Senator Rose Conway-Walsh is correct that two banks will not pay corporation tax for the next 13 and 20 years, respectively. Deferred tax assets are available to all companies, not just banks. We cannot change the provision for one sector only. If it were to be changed for the banks, it would also have to be changed for everybody else, which would cost a lot of money. We do not want to do so. Of course, the €100 million bank levy has been in place for several years. It is a matter for the Government to consider the matter on each appropriate occasion.
A split approach is to be taken to betting tax which is to rise from 1% to 2%.It is bringing in half of the amount. The other half comes from an increase in betting tax and the duty on the commission earned by betting intermediaries or exchanges from 15% to 25% for online betting, which is very good. I have huge concerns about gambling addiction and, in particular, online betting.
Senator Rose Conway-Walsh referred to the modest tax reductions, on which I touched earlier. However, her party's proposed tax increases of €3 billion are not modest at a time when we have increased the income tax take from €11 billion to €22 billion.

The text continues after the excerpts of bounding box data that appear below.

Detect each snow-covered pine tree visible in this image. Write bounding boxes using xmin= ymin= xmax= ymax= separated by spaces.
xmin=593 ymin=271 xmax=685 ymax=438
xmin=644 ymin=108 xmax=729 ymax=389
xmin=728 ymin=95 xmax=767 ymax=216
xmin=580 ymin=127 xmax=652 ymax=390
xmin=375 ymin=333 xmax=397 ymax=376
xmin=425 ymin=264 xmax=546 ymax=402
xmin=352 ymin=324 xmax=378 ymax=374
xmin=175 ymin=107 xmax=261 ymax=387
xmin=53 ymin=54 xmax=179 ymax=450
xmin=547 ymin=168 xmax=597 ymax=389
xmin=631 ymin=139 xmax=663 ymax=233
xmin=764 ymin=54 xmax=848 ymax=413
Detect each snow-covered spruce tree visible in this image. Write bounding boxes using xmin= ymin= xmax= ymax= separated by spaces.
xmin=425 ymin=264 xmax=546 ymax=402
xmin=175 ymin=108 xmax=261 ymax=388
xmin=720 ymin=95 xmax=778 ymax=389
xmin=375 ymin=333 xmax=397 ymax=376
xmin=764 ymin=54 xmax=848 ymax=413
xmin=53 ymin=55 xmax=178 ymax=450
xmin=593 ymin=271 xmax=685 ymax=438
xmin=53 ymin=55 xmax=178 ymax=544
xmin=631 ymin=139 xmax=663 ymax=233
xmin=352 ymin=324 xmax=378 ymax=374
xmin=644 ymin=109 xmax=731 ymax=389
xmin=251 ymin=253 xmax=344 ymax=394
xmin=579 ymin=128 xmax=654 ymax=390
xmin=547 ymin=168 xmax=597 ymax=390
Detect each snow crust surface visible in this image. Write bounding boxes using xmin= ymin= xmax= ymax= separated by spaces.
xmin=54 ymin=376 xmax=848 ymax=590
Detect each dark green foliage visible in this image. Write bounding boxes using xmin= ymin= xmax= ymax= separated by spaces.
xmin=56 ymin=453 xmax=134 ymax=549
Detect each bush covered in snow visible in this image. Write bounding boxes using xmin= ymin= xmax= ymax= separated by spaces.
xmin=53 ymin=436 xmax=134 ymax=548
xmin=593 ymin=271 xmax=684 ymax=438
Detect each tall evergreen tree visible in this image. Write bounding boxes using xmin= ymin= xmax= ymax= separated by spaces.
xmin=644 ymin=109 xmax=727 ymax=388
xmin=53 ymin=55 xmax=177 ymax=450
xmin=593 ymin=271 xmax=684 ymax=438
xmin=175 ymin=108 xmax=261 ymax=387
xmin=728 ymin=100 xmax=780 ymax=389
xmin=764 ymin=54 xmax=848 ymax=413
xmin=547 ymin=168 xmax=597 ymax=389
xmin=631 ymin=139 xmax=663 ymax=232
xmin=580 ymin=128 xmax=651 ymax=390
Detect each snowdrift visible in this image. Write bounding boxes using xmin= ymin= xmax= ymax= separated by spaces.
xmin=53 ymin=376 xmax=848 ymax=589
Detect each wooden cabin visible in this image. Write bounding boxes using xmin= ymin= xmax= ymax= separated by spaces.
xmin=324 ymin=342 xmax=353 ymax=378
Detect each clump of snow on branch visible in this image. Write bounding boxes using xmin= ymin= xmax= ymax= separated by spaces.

Senator Kieran O'Donnell spoke about many of the areas on which we have touched.
Senator Victor Boyhan suggested mortgage interest relief should not be available to landlords who did not accept HAP tenants. That is something at which we could look. I do not know if it would be possible, but I will try to find out for certain.
I do not have the details of the €17 billion health budget. The Senator had three questions about the National Rehabilitation Hospital in Dún Laoghaire related to the paediatric consultant, the six-bed children's ward and having 12 beds reopened. I do not know the answers to them, but I will try to find out for him.
The figure given in the Dáil for the increase in the housing area of €80 million is wrong. It took a little time to find it. The increase in capital and current expenditure in the housing budget is €728 million, not €80 million. It is a large increase. We expect to build or acquire 7,700 new local authority units, either by purchase or with approved housing bodies and others. The budget for the Department of Housing, Planning and Local Government will be €2.3 billion.
I really have an issue. I am happy to argue with people at any stage and anywhere about the facts. However, they should not present something that is not correct. It is wrong to be presented with a figure of €80 million when the actual increase is nine times that sum. It is both misleading and dishonest.